水沼の手記 1
水沼の手記 1
近藤会長がすべての責任を取って自殺した。それが割腹自殺だった、と――。
〇〇〇お茶会でそうなった……
俺は映像は見られない……
うーん……
会長の息子、近藤社長が母屋の二階で婚約者、いや妻の良美ちゃんを殺して首を撥ねた。そしてアリバイでも作るつもりだったのか、ウェディングドレスで女装して顔はバケツを被って隠して階段に現れる。そして何故か階段で鹿野信吾と「いちりとせ」で遊んで――
近藤は良美に化けたつもりだったが、鹿野信吾に正体を見破られる。バケツは引っぺがされて顔を見られた、と。
いや、違うな……
まあ、今はいいか……
とにかく近藤社長はそれで離れに逃げ込むが――
鹿野信吾は何故か良美ちゃんは離れで寝ていると思っている。あ、そうか、良美ちゃんからそうメッセージが鹿野信吾のスマホ――いや、当時は普通の携帯電話だったが――とにかく信吾にそういうメッセージが入っていたんだっけ……

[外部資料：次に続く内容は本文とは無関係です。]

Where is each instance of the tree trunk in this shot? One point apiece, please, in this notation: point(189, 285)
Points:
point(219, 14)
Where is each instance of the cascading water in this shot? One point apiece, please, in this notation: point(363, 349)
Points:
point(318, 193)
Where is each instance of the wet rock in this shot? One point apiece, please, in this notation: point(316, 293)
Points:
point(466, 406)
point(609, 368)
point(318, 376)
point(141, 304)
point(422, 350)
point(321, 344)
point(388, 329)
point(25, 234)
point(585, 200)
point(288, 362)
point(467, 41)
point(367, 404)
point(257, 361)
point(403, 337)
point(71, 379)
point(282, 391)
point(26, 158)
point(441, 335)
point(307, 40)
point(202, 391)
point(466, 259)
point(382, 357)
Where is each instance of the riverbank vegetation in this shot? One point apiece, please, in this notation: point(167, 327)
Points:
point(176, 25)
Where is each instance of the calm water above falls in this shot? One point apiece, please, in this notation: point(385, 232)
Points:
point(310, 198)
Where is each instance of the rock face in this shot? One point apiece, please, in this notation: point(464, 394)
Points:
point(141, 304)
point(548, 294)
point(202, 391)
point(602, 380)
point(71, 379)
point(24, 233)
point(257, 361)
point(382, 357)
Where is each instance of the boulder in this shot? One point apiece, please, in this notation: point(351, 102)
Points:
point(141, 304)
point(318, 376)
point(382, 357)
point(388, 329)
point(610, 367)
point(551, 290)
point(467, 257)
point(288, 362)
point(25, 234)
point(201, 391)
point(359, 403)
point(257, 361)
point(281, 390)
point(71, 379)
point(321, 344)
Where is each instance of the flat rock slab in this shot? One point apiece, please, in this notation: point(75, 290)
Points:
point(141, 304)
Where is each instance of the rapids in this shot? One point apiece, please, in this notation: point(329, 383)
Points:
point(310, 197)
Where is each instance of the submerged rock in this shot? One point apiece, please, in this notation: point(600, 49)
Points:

しかし、実際は良美ちゃんは母屋の二階で首を切られて死んでいるわけで……
で、俺と信吾の二人で離れの玄関ドアを開けて――ドアはチェーンで少ししか開かないけど――中で近藤が死んでいるのを発見する。首を切られているので自殺じゃない。あ、心臓もえぐられてたんだっけ? ビニール袋の中に赤い塊――
えーと、しかし、離れの密室を破って中に入った信吾がバスルームで首無し死体を発見する、と。俺は最初、バスルームの中は見てない……いや見たのかな? よく覚えてないな……。二回目には見たけど……、ああ、ベッドには近藤社長の首なし死体があったな……。首の切断面もリアルに……
まあ、そっちはいいか……
バスルームの……
で、何だっけ? 確か手術痕――えーと、信吾は良美ちゃんの臍の横に――手術痕はあった、と。
横とは右? 左? どっちだろう?
まあ、いいか……。とにかく、信吾はその手術痕で良美……ちゃん、と……判断した……。いや、うーん……。
つまり、離れのバスルームの首無し遺体は良美ちゃん。
しかし、俺が母屋の二階で発見したのも良美ちゃんと思われる遺体だ。ふーん、これはどういうことなんでしょうねぇ。
いや、このWeb小説「殺人事件ライラック~」の作者は尾崎諒馬=鹿野信吾でしょ? 俺はやはり本当の作者がちゃんと書くのを待つよ。さあ、信吾君、俺とお前とどっちが嘘吐きか? いや、嫌な言い方だったかな? 何か犯人の仕掛けたトリックなのかな? 信吾、お前はどう考えてるんだ? 良美ちゃんの死体が二つ。